The Conformer Encoder May Reverse the Time Dimension
Robin Schmitt, Albert Zeyer, Mohammad Zeineldeen, Ralf Schlüter, Hermann Ney
TL;DR
The paper investigates an unexpected time-dimension reversal in Conformer-based encoder–decoder models used for automatic speech recognition. It analyzes how cross-attention and late-stage self-attention dynamics can flip the encoder's time ordering, and it demonstrates that this behavior emerges in Conformer block ${10}$ due to dominant self-attention and weakened residual influence. The authors propose practical mitigation strategies, including employing a CTC auxiliary loss, delaying self-attention, or forcing center-frame attention, which stabilize training and prevent flipping.
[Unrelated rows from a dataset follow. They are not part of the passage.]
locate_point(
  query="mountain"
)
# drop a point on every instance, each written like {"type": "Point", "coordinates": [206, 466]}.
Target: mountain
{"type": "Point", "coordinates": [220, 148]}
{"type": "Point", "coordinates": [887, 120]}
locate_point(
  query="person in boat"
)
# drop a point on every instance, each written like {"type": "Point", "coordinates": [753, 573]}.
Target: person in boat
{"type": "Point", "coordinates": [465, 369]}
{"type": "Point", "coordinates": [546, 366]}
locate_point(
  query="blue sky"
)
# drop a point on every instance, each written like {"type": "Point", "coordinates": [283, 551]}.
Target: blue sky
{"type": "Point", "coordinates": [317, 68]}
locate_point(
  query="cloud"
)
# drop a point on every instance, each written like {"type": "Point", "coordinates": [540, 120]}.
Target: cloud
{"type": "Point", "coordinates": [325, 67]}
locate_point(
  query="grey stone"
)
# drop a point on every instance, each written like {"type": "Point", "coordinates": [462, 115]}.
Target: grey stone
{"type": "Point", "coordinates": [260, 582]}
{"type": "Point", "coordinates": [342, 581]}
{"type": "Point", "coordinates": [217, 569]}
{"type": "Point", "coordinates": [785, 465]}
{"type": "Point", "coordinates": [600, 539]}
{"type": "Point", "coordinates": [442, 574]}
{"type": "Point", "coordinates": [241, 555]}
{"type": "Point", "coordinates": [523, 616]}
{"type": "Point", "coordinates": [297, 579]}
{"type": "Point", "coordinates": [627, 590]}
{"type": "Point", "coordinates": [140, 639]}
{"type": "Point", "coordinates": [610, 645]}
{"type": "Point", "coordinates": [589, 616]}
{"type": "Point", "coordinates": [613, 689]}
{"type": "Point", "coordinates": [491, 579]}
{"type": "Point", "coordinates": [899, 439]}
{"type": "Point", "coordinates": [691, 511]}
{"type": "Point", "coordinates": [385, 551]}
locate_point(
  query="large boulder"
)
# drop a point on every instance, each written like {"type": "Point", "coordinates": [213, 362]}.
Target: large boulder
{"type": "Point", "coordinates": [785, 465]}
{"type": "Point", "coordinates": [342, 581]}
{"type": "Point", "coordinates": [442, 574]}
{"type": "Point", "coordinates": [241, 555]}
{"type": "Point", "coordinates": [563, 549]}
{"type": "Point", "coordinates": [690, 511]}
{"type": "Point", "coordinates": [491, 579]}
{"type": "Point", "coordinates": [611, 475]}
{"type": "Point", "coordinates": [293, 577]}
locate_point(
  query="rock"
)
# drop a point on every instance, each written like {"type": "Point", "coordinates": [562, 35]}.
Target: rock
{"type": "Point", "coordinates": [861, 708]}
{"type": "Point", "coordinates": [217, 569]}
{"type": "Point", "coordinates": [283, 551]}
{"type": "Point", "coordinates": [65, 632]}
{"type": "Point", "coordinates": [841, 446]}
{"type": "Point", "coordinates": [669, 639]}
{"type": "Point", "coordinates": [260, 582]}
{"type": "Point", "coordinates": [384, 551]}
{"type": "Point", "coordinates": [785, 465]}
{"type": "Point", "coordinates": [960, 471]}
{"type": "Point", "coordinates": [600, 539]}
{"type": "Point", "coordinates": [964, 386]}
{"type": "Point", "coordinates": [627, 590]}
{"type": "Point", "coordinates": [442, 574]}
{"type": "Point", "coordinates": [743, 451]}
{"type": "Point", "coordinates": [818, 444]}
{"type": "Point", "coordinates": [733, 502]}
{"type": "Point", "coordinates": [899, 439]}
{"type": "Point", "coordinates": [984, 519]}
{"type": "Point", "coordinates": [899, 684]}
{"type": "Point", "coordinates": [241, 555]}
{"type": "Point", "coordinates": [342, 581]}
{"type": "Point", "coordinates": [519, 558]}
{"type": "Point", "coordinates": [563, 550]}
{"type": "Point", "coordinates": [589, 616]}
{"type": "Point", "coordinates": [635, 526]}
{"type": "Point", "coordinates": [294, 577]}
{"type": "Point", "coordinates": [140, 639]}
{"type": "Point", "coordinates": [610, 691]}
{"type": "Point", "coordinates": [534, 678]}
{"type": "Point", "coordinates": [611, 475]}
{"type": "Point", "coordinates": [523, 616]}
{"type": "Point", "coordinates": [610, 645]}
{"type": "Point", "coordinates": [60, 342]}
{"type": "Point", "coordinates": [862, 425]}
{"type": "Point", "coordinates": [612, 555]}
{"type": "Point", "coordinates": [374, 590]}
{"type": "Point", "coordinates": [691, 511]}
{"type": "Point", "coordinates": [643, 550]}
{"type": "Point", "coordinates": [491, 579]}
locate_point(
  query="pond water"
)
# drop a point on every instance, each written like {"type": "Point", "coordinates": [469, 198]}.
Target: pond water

Additionally, they introduce a gradient-based method to derive label–frame alignments from the encoder inputs, showing competitive time-stamp accuracy and robust alignments even when flipping occurs. The work offers actionable guidance for training robust Conformer AED models and provides a novel tool for alignment extraction in ASR.
Abstract
We sometimes observe monotonically decreasing cross-attention weights in our Conformer-based global attention-based encoder-decoder (AED) models, Further investigation shows that the Conformer encoder reverses the sequence in the time dimension. We analyze the initial behavior of the decoder cross-attention mechanism and find that it encourages the Conformer encoder self-attention to build a connection between the initial frames and all other informative frames. Furthermore, we show that, at some point in training, the self-attention module of the Conformer starts dominating the output over the preceding feed-forward module, which then only allows the reversed information to pass through. We propose methods and ideas of how this flipping can be avoided and investigate a novel method to obtain label-frame-position alignments by using the gradients of the label log probabilities w.r.t. the encoder input frames.